What characterizes these articles and makes them especially helpful is a drive for improvement and an openness towards reporting what didn't work and how they figured out what would work.

As they say, mistakes happen when you are building a complex product with a team of just 3-4 engineers, but investing in infrastructure allowed them to take more breaks, roam the streets of Bangalore while their servers are happily serving thousands of requests every minute, while reaching a 50,000 user base with ease.

Here's a gloss on how they did it:

Current Architecture at HackerEarth: Frontend server(s); API server(s); Code-checker server(s); Search server(s) - Apache Solr & Elastic Search; Realtime server - written using Tornado; Status server; Toolchain server (Mainly used for continuous deployment); Integration Test server; Log server; Memcached server; Few more servers for data crunching processing analytics database and background jobs; RabbitMQ, Celery, etc. which glues many servers; monitoring servers; databases are sharded and are load balanced behing HAProxy.

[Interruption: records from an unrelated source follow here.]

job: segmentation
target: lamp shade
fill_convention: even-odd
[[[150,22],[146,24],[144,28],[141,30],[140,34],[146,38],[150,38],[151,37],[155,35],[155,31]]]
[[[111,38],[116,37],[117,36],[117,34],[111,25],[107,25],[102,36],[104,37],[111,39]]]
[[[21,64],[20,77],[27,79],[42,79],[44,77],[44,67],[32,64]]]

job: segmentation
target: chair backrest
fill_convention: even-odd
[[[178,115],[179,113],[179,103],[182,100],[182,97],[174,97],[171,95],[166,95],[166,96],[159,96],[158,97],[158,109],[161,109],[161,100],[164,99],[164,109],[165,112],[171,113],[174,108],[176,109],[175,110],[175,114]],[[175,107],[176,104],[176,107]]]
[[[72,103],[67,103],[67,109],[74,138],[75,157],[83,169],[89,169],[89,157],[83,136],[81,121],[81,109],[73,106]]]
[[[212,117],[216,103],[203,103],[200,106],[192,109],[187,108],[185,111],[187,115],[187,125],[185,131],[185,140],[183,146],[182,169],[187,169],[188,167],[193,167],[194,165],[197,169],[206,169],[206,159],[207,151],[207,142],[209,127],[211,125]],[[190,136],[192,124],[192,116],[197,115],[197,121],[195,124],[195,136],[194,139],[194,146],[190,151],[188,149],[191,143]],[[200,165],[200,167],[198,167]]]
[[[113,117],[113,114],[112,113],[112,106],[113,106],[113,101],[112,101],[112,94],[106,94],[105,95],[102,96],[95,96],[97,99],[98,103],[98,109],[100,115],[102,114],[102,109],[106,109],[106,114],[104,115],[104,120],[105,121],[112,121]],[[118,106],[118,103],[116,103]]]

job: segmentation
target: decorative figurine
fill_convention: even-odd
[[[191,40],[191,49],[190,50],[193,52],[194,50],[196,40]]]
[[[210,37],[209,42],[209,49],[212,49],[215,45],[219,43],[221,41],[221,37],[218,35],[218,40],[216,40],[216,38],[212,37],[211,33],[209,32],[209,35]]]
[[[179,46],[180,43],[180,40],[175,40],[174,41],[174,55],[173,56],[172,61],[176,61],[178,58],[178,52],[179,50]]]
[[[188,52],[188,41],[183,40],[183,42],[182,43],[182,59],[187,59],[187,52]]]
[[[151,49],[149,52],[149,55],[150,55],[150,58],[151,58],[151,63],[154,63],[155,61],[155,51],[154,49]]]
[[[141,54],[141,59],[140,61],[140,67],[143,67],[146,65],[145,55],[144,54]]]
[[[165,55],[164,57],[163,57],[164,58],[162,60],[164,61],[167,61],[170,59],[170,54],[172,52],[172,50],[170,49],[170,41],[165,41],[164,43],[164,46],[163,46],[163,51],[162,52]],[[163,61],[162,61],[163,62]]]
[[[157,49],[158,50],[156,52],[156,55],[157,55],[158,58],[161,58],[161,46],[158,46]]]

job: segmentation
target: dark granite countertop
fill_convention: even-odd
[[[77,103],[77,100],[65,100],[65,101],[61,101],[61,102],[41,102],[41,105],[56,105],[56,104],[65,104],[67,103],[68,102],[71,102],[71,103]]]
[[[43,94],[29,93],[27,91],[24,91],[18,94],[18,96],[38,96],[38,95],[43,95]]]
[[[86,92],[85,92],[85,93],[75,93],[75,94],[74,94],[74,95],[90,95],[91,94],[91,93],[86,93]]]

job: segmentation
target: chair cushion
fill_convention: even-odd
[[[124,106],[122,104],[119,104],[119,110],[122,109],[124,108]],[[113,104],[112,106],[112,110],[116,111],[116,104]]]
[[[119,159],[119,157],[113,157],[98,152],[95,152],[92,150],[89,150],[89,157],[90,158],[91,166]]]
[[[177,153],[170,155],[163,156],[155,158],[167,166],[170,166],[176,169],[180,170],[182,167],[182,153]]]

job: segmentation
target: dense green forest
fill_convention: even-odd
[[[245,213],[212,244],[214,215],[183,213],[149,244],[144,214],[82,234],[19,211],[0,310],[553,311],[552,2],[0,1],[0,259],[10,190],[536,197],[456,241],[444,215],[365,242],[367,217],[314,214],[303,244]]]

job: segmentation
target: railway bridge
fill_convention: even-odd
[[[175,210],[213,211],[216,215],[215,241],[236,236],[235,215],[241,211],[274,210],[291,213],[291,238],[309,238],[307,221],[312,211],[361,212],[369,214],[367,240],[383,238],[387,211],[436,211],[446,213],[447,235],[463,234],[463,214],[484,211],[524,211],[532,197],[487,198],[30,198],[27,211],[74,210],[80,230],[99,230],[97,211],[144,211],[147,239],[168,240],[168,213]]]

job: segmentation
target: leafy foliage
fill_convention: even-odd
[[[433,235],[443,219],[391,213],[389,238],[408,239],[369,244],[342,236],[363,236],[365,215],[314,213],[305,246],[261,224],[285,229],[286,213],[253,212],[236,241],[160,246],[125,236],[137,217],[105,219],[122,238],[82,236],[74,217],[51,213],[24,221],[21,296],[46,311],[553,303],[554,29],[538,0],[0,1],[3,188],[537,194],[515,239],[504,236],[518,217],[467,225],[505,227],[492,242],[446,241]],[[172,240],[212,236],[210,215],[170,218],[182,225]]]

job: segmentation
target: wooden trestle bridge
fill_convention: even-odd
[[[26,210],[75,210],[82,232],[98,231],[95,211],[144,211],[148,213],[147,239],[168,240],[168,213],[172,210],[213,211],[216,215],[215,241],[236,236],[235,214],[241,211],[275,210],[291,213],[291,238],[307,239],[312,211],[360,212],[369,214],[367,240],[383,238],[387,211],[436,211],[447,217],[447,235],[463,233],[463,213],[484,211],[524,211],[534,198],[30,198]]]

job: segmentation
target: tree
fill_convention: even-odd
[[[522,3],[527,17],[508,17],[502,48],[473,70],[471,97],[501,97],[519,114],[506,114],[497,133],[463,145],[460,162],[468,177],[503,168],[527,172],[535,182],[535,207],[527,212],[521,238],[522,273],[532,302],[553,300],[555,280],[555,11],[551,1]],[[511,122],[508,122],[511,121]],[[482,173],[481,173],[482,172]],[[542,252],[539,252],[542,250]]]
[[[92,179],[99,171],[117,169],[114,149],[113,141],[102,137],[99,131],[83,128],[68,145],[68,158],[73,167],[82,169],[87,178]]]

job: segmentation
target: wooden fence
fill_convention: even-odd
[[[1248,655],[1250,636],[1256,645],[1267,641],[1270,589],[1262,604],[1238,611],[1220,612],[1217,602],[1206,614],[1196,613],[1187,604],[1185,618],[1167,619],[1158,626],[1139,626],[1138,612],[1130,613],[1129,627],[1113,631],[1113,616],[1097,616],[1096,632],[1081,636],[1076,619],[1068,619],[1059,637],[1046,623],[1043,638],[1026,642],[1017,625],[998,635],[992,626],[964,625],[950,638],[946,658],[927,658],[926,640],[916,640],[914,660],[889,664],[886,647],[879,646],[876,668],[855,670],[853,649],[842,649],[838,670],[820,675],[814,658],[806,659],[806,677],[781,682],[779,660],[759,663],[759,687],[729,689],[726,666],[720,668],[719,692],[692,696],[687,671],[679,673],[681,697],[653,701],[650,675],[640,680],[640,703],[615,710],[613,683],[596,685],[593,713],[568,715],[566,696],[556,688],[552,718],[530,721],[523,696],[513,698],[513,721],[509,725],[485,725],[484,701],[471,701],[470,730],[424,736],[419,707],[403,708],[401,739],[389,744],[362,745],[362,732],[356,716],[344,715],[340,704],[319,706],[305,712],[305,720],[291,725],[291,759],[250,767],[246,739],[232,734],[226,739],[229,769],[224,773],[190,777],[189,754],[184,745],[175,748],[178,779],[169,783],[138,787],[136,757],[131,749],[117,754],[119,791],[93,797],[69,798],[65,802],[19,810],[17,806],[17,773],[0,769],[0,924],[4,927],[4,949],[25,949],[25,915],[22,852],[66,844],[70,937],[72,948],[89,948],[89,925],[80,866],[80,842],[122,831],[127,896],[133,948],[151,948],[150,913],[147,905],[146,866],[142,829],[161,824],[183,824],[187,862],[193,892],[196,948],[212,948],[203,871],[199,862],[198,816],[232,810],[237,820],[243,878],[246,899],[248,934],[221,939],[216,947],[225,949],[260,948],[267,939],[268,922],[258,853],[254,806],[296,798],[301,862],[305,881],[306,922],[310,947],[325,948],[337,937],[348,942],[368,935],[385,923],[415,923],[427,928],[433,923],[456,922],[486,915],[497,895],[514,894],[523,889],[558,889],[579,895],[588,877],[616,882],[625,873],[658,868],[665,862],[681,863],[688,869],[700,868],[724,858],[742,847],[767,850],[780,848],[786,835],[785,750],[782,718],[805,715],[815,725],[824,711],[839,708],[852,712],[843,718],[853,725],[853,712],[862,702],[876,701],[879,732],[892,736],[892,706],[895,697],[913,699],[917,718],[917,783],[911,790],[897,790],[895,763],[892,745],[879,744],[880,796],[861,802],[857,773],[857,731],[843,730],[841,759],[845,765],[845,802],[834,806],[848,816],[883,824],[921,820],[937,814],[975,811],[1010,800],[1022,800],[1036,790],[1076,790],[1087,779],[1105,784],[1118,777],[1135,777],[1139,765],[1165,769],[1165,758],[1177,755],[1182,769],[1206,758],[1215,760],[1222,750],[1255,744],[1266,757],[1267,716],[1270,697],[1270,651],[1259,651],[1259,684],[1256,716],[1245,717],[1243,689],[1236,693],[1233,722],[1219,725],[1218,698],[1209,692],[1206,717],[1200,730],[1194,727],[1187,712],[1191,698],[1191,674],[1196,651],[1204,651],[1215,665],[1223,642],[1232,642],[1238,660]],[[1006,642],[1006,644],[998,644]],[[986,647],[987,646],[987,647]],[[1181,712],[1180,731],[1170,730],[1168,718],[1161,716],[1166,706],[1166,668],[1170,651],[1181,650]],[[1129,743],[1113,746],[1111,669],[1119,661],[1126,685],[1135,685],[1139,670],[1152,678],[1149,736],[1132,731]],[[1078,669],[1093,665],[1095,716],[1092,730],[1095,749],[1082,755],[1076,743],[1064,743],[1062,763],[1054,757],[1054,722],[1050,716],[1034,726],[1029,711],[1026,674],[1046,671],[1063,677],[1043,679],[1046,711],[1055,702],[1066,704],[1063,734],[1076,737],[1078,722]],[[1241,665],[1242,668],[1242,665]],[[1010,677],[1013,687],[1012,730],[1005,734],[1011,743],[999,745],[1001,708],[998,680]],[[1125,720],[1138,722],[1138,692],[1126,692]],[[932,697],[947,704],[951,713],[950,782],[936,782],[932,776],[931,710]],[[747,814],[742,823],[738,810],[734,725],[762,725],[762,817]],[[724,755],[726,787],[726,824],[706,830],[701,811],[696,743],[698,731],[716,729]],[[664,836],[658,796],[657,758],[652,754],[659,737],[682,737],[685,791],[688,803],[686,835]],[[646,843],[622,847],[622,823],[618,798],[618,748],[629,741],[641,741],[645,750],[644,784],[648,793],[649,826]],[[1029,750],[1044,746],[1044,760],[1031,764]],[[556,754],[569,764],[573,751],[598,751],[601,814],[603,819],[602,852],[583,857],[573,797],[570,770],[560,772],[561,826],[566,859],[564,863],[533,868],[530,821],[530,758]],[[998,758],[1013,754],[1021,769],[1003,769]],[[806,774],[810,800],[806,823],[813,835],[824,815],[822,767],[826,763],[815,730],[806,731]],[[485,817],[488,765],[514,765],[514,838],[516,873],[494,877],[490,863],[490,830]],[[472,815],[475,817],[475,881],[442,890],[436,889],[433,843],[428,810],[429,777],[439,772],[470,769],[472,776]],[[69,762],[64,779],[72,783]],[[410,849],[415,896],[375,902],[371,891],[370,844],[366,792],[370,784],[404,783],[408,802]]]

  1. Remove unnecessary Apache modules. Saves memory and improves performance. By including only what you need you can cut in half the number of modules loaded.
  2. Use Apache MPM (Multi-Processing Module) worker. Generally a better choice for high-traffic servers because it has a smaller memory footprint than the prefork MPM.
  3. KeepAlive Off. Static files are served from CloudFront and experimentation showed this was more efficient, processes/threads are free to handle new requests instantaneously rather than waiting for a request to arrive on the older connection.
  4. Daemon Mode of mod_wsgi. The number of threads and processes is constant, which makes resource consumption predictable and protects against traffic spikes.
  5. Tweaking mpm-worker configuration. They show the configuration they use after much experimentation, which favors their application type, which is more CPU intensive than memory intensive.
  6. Check configuration. Enable modules mod_status.so and mod_info.so to see how Apache is being run. This information helped them significantly reduced the number of servers we had to run and made the application more stable and resilient to traffic bursts.
  7. Nothing scales automatically. 100% uptime is a constant struggle. Roll up your sleeves and work towards that goal.
  8. Don’t take pride in running 100 servers. Write better code and tune your system. There's no pride in throwing servers at a large number of requests. This means making sure, for example, that a request doesn't query the database 20 times.
  9. Asynchronous code-checker server queueing system. Rewriting the code-checker server queueing system to make it asynchronous significantly reduced the process overhead on their frontend servers.
  10. Use Tornado for serious parallel work. “socket.io” module is not able to scale past 150 simultaneous connections. Nowjs also leaked file descriptors.
  11. Shard database and database routers. Sharding the database reduced overhead on single database and further reduced query latencies.
  12. Cache it. Over a million key-value pairs in memcached, sessions are maintained in redis, any other persistent data goes into MySQL or S3, but most is cached for some suitable lifetime.
  13. Deploy continuously. Updating code changes in production manually would have driven them crazy and would have been a total waste of time.